Validate package.json

npm install

If package.json has invalid JSON, npm will show an error.

15. Expert-Level package.json

Expert developers use package.json for workflow automation.

Professional Scripts

"scripts": {
  "start": "ng serve",
  "start:open": "ng serve --open",
  "start:4300": "ng serve --port 4300",
  "build": "ng build",
  "build:prod": "ng build --configuration production",
  "build:github": "ng build --configuration production --base-href /",
  "watch": "ng build --watch --configuration development",
  "test": "ng test",
  "format": "prettier --write .",
  "deploy:github": "ng deploy --base-href=/"
}

Expert Workflow

npm install
npm start
npm run build:github
npm run deploy:github

CI/CD Style Workflow

npm ci
npm run build:github
In professional projects, scripts make development consistent for the whole team.

16. Common package.json Mistakes

Mistake Problem Fix
Missing comma between fields Invalid JSON. Add comma between properties.
Trailing comma after last item Invalid JSON. Remove the final comma.
Using single quotes JSON requires double quotes. Use double quotes.
Deleting @angular/core Angular app will break. Do not remove core packages.
Using wrong base href Blank site or broken assets after deploy. Use / for custom domain root.
Manually editing package-lock.json Can corrupt installed package state.

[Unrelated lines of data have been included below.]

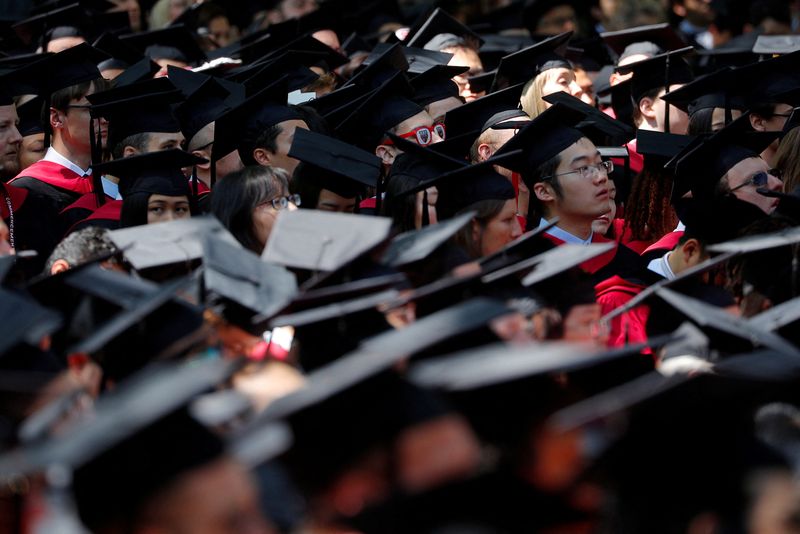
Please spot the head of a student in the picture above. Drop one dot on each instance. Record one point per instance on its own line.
(162, 201)
(69, 121)
(81, 247)
(340, 197)
(10, 142)
(553, 80)
(247, 203)
(650, 112)
(573, 185)
(418, 128)
(202, 145)
(494, 225)
(271, 146)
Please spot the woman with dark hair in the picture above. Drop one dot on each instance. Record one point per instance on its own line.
(248, 201)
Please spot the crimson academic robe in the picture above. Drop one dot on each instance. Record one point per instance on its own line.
(35, 225)
(618, 276)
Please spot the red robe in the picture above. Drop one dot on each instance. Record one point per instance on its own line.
(615, 285)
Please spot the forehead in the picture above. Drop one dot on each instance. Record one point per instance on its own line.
(581, 150)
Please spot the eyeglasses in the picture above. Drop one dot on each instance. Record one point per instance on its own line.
(281, 203)
(588, 171)
(760, 179)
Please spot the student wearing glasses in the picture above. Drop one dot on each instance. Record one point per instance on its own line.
(249, 201)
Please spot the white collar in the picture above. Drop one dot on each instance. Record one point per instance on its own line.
(565, 236)
(53, 156)
(661, 266)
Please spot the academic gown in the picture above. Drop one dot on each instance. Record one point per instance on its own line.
(618, 276)
(35, 225)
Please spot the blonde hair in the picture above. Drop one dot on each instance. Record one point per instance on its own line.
(787, 159)
(531, 100)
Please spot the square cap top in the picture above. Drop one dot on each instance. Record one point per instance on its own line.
(330, 156)
(663, 35)
(254, 288)
(522, 66)
(167, 243)
(437, 23)
(320, 241)
(544, 138)
(656, 72)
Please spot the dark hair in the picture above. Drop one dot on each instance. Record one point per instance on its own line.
(700, 121)
(81, 247)
(236, 196)
(536, 210)
(268, 140)
(486, 211)
(138, 141)
(62, 98)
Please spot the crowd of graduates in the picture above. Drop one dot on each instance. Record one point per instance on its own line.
(316, 266)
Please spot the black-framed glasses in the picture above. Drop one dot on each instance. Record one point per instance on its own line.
(759, 179)
(587, 171)
(281, 203)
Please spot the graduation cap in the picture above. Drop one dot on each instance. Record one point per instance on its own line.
(522, 66)
(149, 112)
(242, 125)
(204, 106)
(334, 165)
(251, 290)
(152, 173)
(436, 84)
(700, 167)
(716, 90)
(438, 23)
(175, 42)
(473, 116)
(543, 138)
(658, 72)
(171, 242)
(320, 241)
(382, 110)
(663, 35)
(607, 131)
(776, 44)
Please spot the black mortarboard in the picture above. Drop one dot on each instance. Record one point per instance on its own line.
(436, 84)
(472, 116)
(209, 102)
(111, 45)
(334, 165)
(440, 22)
(252, 290)
(705, 162)
(543, 138)
(416, 245)
(25, 321)
(662, 35)
(30, 117)
(170, 242)
(242, 125)
(320, 241)
(776, 44)
(152, 173)
(380, 69)
(523, 66)
(175, 42)
(130, 116)
(658, 72)
(72, 66)
(716, 90)
(382, 110)
(604, 129)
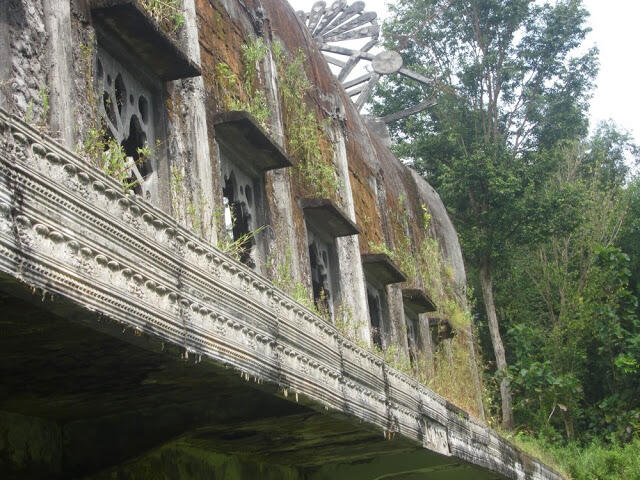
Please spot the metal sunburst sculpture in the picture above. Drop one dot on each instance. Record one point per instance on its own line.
(333, 27)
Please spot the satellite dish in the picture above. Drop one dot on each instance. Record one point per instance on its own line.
(335, 29)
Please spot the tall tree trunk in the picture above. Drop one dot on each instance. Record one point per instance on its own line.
(486, 282)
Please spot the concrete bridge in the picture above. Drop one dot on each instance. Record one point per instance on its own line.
(130, 348)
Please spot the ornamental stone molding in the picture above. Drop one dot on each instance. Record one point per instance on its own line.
(68, 228)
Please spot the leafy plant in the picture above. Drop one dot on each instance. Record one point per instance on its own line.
(167, 13)
(245, 94)
(304, 132)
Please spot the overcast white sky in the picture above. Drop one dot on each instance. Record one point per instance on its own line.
(616, 32)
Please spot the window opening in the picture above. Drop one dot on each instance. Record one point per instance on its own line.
(320, 280)
(238, 216)
(321, 262)
(412, 337)
(130, 123)
(375, 314)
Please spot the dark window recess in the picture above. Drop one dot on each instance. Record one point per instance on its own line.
(140, 168)
(379, 271)
(375, 314)
(319, 279)
(127, 117)
(238, 218)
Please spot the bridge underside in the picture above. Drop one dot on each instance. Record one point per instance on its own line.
(82, 398)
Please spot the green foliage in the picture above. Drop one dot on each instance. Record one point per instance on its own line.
(593, 461)
(449, 371)
(509, 87)
(167, 13)
(304, 132)
(110, 156)
(245, 94)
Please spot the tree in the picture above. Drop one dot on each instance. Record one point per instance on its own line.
(507, 89)
(573, 330)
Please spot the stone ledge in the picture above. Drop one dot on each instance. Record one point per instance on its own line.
(67, 228)
(128, 23)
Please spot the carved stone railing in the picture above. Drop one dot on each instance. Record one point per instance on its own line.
(69, 229)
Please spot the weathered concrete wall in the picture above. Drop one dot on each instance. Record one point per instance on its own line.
(130, 295)
(129, 260)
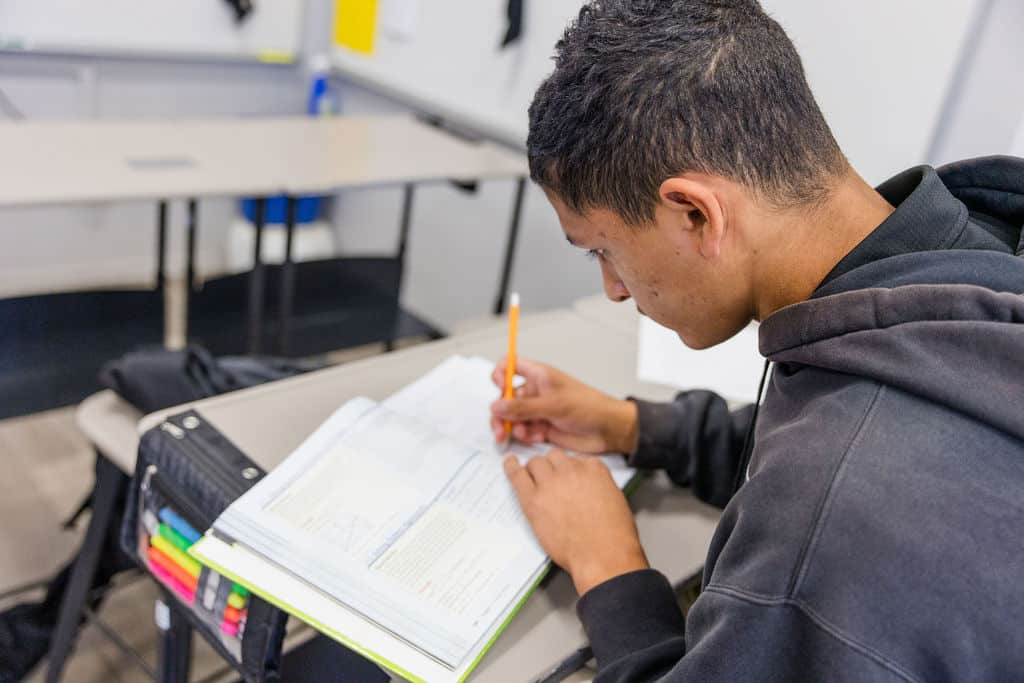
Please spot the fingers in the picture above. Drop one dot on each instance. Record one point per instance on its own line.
(557, 458)
(523, 409)
(529, 370)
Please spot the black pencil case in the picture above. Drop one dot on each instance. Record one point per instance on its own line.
(186, 474)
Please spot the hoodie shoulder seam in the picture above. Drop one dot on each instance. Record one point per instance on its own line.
(824, 506)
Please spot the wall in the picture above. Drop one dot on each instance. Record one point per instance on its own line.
(457, 239)
(988, 107)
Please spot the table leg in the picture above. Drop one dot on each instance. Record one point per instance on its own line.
(287, 281)
(109, 481)
(503, 288)
(162, 263)
(256, 282)
(190, 259)
(162, 245)
(174, 659)
(407, 219)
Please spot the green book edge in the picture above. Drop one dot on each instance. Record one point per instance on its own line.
(373, 656)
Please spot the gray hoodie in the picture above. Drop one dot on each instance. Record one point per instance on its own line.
(880, 532)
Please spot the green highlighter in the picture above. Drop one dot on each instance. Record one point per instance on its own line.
(174, 538)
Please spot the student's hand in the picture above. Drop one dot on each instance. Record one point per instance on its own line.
(580, 516)
(560, 410)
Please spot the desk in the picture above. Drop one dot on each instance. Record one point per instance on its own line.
(267, 422)
(109, 161)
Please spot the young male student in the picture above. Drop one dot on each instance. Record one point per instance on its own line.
(879, 530)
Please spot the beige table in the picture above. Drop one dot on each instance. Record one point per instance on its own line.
(46, 163)
(268, 422)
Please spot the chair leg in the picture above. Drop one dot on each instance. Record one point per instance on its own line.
(175, 644)
(109, 482)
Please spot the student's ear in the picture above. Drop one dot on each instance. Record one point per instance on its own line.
(698, 210)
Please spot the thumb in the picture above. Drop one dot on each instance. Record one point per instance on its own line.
(527, 408)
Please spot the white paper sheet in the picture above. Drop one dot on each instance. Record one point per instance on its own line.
(732, 369)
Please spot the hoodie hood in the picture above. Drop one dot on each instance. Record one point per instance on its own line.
(946, 326)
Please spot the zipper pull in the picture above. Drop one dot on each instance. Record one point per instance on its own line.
(173, 430)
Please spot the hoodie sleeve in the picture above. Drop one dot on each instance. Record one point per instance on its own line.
(637, 634)
(696, 439)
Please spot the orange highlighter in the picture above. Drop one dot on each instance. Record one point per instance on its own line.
(510, 365)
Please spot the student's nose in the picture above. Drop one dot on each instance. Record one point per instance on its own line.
(613, 287)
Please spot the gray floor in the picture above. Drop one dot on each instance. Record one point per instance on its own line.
(47, 471)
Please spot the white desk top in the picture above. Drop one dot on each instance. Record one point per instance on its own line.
(99, 161)
(269, 421)
(112, 425)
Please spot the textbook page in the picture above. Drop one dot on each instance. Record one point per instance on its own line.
(401, 512)
(455, 399)
(416, 532)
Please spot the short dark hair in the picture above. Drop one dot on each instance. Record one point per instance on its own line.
(644, 90)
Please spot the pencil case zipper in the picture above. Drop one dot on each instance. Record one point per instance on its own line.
(233, 481)
(184, 507)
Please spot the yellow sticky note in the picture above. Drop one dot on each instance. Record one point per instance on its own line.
(355, 25)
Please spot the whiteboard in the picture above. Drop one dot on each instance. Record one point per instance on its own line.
(172, 28)
(879, 69)
(449, 61)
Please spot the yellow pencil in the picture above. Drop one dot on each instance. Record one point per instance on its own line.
(510, 366)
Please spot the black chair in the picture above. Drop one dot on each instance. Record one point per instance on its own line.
(337, 303)
(53, 345)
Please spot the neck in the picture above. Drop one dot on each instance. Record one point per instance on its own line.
(807, 243)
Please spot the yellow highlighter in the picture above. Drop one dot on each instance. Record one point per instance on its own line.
(510, 366)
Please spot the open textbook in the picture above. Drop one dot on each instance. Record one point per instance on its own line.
(393, 528)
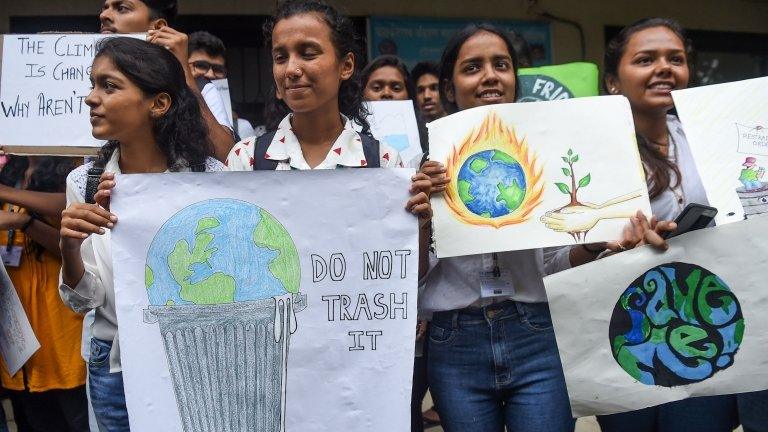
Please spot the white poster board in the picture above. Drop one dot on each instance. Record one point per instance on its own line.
(394, 122)
(292, 304)
(17, 340)
(727, 129)
(644, 327)
(527, 176)
(222, 85)
(44, 81)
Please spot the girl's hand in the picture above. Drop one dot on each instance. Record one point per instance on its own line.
(173, 40)
(104, 191)
(80, 220)
(642, 231)
(419, 202)
(437, 175)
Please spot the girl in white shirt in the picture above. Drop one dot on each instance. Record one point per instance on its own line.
(140, 102)
(645, 62)
(318, 96)
(493, 359)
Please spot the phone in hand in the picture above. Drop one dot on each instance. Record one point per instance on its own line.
(693, 217)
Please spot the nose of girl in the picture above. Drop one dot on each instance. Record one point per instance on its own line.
(91, 99)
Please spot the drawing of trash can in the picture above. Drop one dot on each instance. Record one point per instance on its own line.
(222, 278)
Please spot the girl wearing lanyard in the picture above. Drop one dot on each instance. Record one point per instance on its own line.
(140, 102)
(493, 360)
(53, 379)
(645, 62)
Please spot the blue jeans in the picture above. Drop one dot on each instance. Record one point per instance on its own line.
(107, 393)
(498, 366)
(702, 414)
(753, 411)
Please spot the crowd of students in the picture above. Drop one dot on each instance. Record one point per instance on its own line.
(490, 362)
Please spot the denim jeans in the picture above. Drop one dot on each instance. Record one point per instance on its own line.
(751, 184)
(107, 393)
(702, 414)
(753, 411)
(498, 366)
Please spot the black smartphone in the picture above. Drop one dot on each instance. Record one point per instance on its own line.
(693, 217)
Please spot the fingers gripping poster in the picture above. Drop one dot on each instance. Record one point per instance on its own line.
(525, 176)
(243, 307)
(646, 327)
(727, 129)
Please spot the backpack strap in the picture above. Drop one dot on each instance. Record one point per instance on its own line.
(371, 151)
(260, 163)
(92, 182)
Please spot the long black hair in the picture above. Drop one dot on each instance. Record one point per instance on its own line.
(395, 62)
(49, 175)
(659, 168)
(181, 134)
(451, 54)
(345, 40)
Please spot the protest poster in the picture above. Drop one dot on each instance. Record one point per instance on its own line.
(17, 340)
(222, 85)
(251, 308)
(394, 123)
(644, 327)
(726, 126)
(44, 81)
(557, 82)
(526, 176)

Let npm manage it.

17. Student Assignment

Open your Angular project’s package.json and complete these tasks.

Task 1: Find Project Name

"name": "programmers-picnic-angular-demo"

Task 2: Find Scripts

"scripts": {
  "start": "ng serve",
  "build": "ng build",
  "test": "ng test"
}

Task 3: Add Deployment Scripts

"build:github": "ng build --configuration production --base-href /",
"deploy:github": "ng deploy --base-href=/"

Task 4: Run Commands

npm install
npm start
npm run build:github
npm run deploy:github
Final learning: package.json controls how your Angular project is installed, started, built, tested, and deployed.

Final Summary

Question Answer
What is package.json? The main npm project configuration file.
Where are npm commands stored? Inside scripts.
Where are Angular runtime packages stored? Inside dependencies.
Where are build and development tools stored? Inside devDependencies.
How do we run the Angular app locally? npm start
How do we deploy for angular.learnwithchampak.live? npm run deploy:github
What base href should the custom domain use? /
Should beginners edit package-lock.json manually? No.